If you do still want to change the nut then buy a compensated nut. Better intonation and they're made in sizes to fit most types of guitars without modification, you can buy ones made for Epiphones.

Don't bother changing the tuners until you try the nut first. Your problem is almost certainly either the nut or the way you're restringing the guitar. Tuners that are actually better than the Epiphone ones can cost a lot and it can be a pain to get them to fit since all good tuners are made to inch measurement and Epiphones tend to be drilled for metric. I've got a few Epiphones from 2001 which have worse tuners than the ones on current Epiphones and my guitars never have tuning problems, mostly because I'm careful when restringing and because I had compensated graphite nuts fitted with properly cut slots.

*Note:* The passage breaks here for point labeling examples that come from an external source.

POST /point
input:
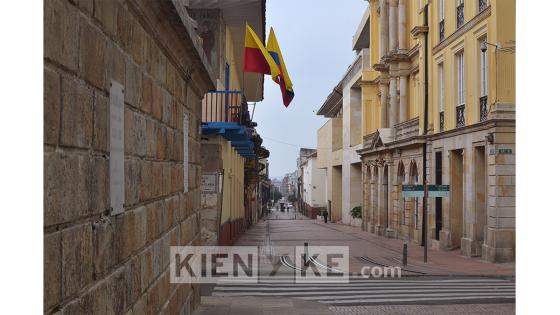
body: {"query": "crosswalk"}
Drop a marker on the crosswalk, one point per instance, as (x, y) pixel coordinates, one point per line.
(359, 291)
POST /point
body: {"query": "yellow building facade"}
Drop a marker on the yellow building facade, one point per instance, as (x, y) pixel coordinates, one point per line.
(470, 137)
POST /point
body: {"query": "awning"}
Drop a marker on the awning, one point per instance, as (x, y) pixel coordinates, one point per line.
(234, 133)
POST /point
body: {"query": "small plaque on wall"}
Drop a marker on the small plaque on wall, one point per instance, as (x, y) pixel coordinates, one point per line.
(209, 183)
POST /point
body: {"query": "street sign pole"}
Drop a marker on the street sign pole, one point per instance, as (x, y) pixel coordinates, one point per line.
(424, 172)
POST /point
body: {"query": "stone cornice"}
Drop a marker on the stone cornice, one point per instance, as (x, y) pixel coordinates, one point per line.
(463, 29)
(165, 22)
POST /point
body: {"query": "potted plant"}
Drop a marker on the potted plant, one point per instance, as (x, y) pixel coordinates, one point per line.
(356, 214)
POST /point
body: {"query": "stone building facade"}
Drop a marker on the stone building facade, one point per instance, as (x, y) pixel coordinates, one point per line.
(123, 83)
(471, 124)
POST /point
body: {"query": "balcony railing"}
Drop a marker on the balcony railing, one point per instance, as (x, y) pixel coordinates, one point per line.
(407, 129)
(225, 106)
(483, 108)
(460, 115)
(482, 4)
(460, 15)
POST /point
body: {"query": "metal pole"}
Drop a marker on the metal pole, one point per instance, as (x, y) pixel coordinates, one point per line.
(424, 153)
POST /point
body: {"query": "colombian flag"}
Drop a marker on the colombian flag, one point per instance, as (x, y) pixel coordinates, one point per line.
(257, 59)
(283, 79)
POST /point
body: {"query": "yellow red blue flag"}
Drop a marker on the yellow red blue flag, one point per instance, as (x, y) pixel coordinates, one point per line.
(283, 79)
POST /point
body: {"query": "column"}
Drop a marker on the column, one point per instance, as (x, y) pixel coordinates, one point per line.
(383, 114)
(383, 28)
(393, 24)
(403, 98)
(393, 112)
(402, 24)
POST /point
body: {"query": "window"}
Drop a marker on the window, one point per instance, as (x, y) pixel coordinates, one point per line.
(460, 79)
(482, 4)
(441, 96)
(460, 13)
(460, 109)
(441, 20)
(483, 71)
(483, 105)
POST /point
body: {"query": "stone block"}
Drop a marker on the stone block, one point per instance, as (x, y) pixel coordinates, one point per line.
(134, 133)
(140, 307)
(138, 44)
(77, 118)
(157, 179)
(52, 271)
(154, 220)
(123, 26)
(167, 107)
(127, 234)
(147, 94)
(81, 305)
(60, 38)
(104, 12)
(166, 178)
(151, 138)
(157, 101)
(104, 245)
(169, 144)
(100, 297)
(99, 197)
(161, 141)
(133, 181)
(77, 262)
(133, 84)
(146, 188)
(117, 292)
(51, 106)
(86, 6)
(101, 123)
(115, 64)
(140, 227)
(92, 54)
(147, 267)
(65, 187)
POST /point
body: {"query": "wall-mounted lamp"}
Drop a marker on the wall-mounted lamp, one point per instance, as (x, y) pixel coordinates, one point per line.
(490, 138)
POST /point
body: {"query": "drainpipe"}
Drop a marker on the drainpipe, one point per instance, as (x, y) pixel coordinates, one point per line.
(424, 151)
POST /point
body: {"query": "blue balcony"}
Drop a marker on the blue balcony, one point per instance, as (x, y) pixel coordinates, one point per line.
(225, 113)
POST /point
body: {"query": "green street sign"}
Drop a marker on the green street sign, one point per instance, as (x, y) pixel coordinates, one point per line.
(412, 191)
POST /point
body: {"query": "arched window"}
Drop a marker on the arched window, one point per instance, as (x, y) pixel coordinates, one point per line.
(413, 180)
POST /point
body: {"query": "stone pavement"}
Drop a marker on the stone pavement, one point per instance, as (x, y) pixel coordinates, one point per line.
(463, 309)
(259, 306)
(367, 249)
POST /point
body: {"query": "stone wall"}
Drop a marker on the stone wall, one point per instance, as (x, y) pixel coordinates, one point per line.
(96, 262)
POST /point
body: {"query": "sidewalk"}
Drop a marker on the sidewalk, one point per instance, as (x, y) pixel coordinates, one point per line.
(439, 262)
(285, 231)
(260, 306)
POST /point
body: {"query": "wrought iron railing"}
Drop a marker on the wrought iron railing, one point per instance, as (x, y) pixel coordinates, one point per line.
(224, 106)
(482, 4)
(460, 115)
(483, 108)
(460, 15)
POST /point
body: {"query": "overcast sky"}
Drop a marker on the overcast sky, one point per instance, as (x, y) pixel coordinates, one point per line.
(315, 37)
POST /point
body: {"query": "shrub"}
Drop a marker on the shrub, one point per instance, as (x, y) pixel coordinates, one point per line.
(356, 212)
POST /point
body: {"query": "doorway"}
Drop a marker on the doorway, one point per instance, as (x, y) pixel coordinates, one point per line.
(480, 198)
(385, 190)
(456, 209)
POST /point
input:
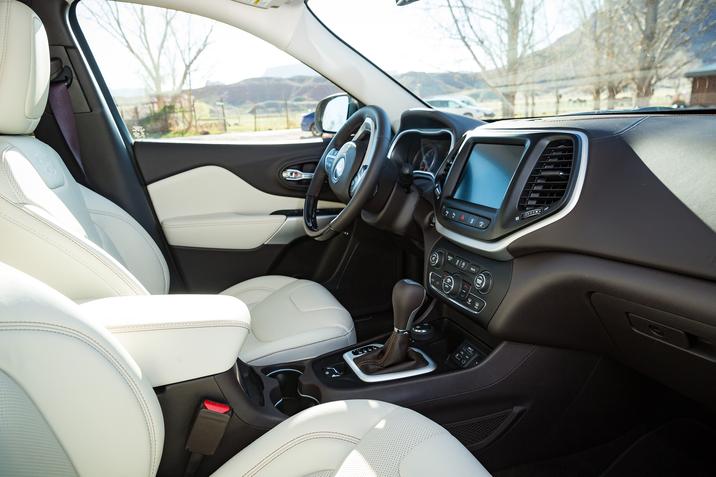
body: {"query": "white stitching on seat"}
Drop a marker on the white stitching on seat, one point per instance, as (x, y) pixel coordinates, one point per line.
(296, 441)
(113, 269)
(73, 333)
(178, 326)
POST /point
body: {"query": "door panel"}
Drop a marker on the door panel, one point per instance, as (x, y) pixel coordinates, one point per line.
(258, 164)
(211, 207)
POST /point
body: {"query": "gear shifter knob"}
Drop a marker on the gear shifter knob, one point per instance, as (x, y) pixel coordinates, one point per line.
(408, 297)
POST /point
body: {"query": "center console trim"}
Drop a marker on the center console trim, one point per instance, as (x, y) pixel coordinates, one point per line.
(498, 249)
(349, 358)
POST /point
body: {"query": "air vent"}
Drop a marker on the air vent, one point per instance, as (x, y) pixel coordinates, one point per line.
(549, 179)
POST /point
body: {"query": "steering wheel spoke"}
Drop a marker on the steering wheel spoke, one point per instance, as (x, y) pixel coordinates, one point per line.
(331, 156)
(352, 183)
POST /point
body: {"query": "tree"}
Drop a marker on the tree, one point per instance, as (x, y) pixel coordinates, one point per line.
(662, 30)
(162, 41)
(500, 37)
(605, 48)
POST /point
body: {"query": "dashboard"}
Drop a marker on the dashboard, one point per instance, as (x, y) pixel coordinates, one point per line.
(424, 150)
(595, 233)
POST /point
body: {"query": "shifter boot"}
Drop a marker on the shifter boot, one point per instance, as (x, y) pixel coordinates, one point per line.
(391, 358)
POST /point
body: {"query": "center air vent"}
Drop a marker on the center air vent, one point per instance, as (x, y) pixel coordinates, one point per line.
(549, 179)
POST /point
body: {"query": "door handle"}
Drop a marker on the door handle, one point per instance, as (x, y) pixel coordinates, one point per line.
(296, 175)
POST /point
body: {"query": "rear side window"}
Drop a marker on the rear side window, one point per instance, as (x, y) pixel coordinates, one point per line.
(175, 75)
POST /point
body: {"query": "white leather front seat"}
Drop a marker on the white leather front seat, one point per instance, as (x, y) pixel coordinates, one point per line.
(87, 247)
(74, 402)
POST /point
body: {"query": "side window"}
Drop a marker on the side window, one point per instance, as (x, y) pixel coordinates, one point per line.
(175, 75)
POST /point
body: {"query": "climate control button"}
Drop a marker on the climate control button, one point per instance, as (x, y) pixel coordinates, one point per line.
(436, 258)
(451, 285)
(483, 282)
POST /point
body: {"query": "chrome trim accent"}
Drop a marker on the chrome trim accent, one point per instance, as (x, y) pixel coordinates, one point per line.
(295, 175)
(284, 370)
(498, 249)
(377, 378)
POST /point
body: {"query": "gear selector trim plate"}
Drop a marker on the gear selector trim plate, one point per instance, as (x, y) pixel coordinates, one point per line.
(350, 358)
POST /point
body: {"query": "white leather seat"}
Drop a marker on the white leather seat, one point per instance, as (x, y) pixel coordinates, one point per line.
(87, 247)
(103, 418)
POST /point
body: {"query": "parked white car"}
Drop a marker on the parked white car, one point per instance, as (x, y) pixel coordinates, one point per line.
(464, 106)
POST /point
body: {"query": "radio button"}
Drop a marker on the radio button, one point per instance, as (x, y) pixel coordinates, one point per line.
(483, 282)
(451, 285)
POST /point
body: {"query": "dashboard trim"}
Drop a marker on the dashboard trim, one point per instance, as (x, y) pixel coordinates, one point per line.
(498, 249)
(429, 132)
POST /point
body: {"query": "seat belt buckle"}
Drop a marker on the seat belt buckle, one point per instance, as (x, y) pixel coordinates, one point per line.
(209, 427)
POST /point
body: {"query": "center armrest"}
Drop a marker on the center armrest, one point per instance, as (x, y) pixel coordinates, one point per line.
(175, 338)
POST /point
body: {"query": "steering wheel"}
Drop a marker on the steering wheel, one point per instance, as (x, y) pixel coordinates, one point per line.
(352, 179)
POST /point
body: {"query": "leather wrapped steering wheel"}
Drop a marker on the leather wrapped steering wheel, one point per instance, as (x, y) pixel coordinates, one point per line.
(352, 179)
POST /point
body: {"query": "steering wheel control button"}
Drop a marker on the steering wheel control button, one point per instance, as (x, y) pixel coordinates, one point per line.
(451, 285)
(483, 282)
(436, 258)
(461, 263)
(482, 223)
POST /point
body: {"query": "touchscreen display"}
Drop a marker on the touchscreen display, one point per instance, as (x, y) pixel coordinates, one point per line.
(488, 173)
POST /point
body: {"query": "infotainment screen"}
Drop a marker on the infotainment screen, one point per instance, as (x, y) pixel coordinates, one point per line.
(488, 173)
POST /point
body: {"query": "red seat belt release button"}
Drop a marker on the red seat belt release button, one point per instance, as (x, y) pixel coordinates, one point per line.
(209, 427)
(214, 406)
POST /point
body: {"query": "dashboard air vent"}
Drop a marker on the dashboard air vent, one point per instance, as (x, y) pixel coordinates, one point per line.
(549, 179)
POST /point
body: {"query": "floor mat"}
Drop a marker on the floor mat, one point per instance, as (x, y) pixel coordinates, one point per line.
(680, 448)
(683, 447)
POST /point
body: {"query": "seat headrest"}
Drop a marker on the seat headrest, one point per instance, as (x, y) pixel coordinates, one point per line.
(24, 68)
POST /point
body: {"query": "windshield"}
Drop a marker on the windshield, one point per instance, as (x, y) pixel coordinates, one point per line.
(526, 58)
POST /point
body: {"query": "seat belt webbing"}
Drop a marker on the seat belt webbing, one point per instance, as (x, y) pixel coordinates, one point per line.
(61, 106)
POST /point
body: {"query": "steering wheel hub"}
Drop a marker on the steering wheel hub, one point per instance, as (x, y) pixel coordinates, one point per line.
(351, 173)
(344, 161)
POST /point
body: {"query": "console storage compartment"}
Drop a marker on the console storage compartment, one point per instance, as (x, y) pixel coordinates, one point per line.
(176, 338)
(289, 396)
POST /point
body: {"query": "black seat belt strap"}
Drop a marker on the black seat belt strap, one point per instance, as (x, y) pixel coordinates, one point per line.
(61, 106)
(206, 433)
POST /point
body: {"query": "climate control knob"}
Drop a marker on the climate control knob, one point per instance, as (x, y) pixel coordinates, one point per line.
(483, 281)
(436, 258)
(451, 285)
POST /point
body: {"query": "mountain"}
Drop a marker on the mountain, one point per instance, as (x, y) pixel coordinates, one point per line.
(257, 90)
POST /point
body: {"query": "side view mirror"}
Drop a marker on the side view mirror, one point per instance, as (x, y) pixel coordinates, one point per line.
(332, 111)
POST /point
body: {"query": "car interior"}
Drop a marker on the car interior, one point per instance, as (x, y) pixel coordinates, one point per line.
(411, 292)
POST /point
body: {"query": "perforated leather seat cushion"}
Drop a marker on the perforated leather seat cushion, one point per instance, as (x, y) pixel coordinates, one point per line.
(355, 439)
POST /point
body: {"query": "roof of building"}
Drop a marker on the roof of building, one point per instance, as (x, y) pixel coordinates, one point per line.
(706, 70)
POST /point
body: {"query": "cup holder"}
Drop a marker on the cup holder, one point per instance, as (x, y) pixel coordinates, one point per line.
(289, 397)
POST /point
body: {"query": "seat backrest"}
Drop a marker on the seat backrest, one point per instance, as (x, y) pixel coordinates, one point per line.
(51, 227)
(72, 401)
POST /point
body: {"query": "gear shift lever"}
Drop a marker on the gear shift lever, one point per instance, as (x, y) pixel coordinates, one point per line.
(394, 356)
(408, 297)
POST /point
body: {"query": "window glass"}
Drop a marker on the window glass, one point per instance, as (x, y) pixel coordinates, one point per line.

You're right that you can buy bridges that will just drop right on to your Epi. They're not much of an upgrade though, the bridge Epis has is already pretty good. It's not like there is much that can go wrong on hardtails, it's the cheap tremolos that need replacing more. Changing your bridge is more likely to give you a different tone than to actually feel or work any better.

Changing the switch could be hard. Is your Dot one of the ones with a rear access panel? If so, that makes things a bit easier. If not, like most Dots, you're in trouble. Replacing the electronics involves doing everything through the f-holes on the top of the guitar if you don't have rear access. It's a huge pain in the ass and not something a beginner should try.
#9
I had a similar issue with my Dot and put in a Graph Tech nut ($10 @ Amazon). It was all of a 15 minute job. Most of the time was using sand paper to get it just right.
#10
Quote by lungfruit
I had a similar issue with my Dot and put in a Graph Tech nut ($10 @ Amazon). It was all of a 15 minute job. Most of the time was using sand paper to get it just right.